Afghanistan was one game where Jadhav got to play 68 balls and spend around an hour and half (88 minutes) at the crease. “It’s very less time that I get to spend in the middle when everything is going well. Today, it was a conscious effort to get some balls for me also. So that’s why I was sent to bat at No 6,” said the Maharashtra batsman.

There was enough time for him to build an innings on Saturday and Jadhav is happy that he could utilise it to the fullest. “To be able to score runs and get what your team needs, you need to give yourself time because then you cannot ask again. So it was important to use those many balls to get set and then you choose your bowlers and choose your areas,” he said.

Jadhav said the wicket wasn’t conducive for strokeplay and when he was batting alongside Mahendra Singh Dhoni, the plan was to get to 250 to 260 which they thought was a par score on this track.

“I guess the wicket was slow and the balls were turning.

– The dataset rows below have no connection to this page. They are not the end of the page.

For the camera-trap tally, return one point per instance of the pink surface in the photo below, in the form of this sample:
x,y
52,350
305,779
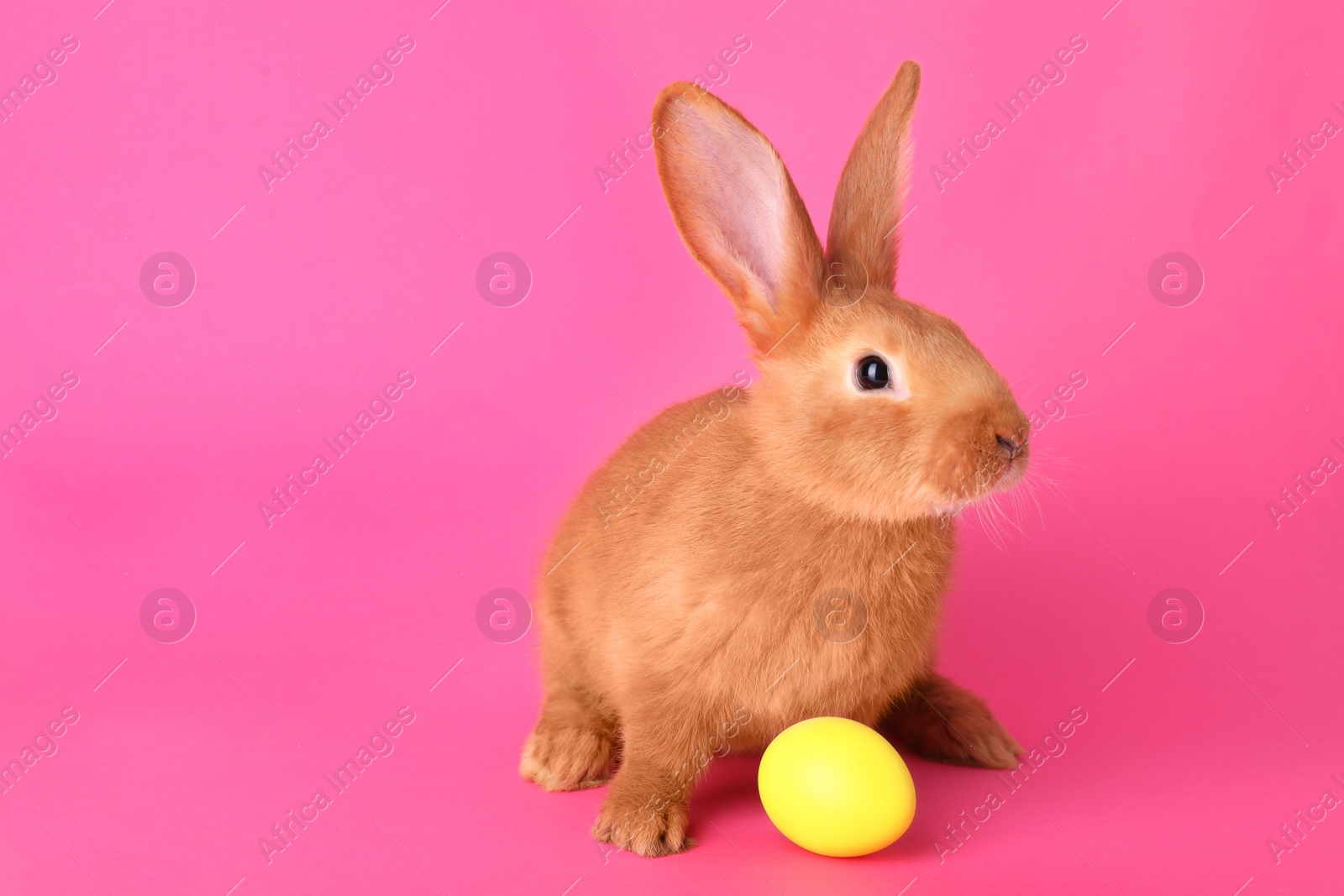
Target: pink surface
x,y
312,631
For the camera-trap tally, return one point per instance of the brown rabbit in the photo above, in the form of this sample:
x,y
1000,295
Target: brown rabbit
x,y
754,558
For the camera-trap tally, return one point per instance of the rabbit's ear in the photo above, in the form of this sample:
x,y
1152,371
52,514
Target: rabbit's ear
x,y
874,186
738,211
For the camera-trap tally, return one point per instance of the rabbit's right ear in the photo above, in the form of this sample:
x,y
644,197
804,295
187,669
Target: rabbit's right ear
x,y
737,210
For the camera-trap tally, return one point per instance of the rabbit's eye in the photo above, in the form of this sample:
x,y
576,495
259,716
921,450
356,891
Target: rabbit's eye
x,y
873,372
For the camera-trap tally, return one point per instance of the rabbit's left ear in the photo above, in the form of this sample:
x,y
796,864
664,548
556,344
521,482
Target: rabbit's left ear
x,y
738,211
873,188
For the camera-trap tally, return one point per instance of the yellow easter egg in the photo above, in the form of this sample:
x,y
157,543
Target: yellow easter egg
x,y
837,788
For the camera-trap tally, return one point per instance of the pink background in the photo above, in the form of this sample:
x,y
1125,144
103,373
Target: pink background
x,y
318,293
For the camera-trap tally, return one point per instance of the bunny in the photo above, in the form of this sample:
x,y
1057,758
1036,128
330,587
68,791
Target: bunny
x,y
780,551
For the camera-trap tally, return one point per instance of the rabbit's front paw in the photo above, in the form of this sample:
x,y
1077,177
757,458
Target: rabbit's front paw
x,y
652,826
944,721
568,757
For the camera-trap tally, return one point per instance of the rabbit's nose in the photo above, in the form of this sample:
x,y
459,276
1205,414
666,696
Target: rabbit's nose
x,y
1010,445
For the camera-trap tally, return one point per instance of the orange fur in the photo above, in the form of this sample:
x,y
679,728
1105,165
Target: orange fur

So it was difficult to play shots. It’s also not wise to hit when there is turn. So our actual plan was to look for around 250 but we fell short by 20 to 30 runs (from par score),” he explained.

“So while going for fielding, we knew that we have to make up those 15 to 20 runs on the field. Obviously, the credit goes to the bowlers that they defended this small total. Also we had faith in our death over specialists.”

India and England are being considered as the two contenders for a place in the final.

Will the June 30th encounter be a dress rehearsal for the final?

“30th of June is almost a week from now. There’s one more game before that. As a team, we’ve always been thoughtful of what is coming next instead of thinking what is coming after ten days?

“So our next focus is on our West Indies game, and obviously the kind of momentum we’re having would like to keep on this and try to improve as we can,” Kedar signed off.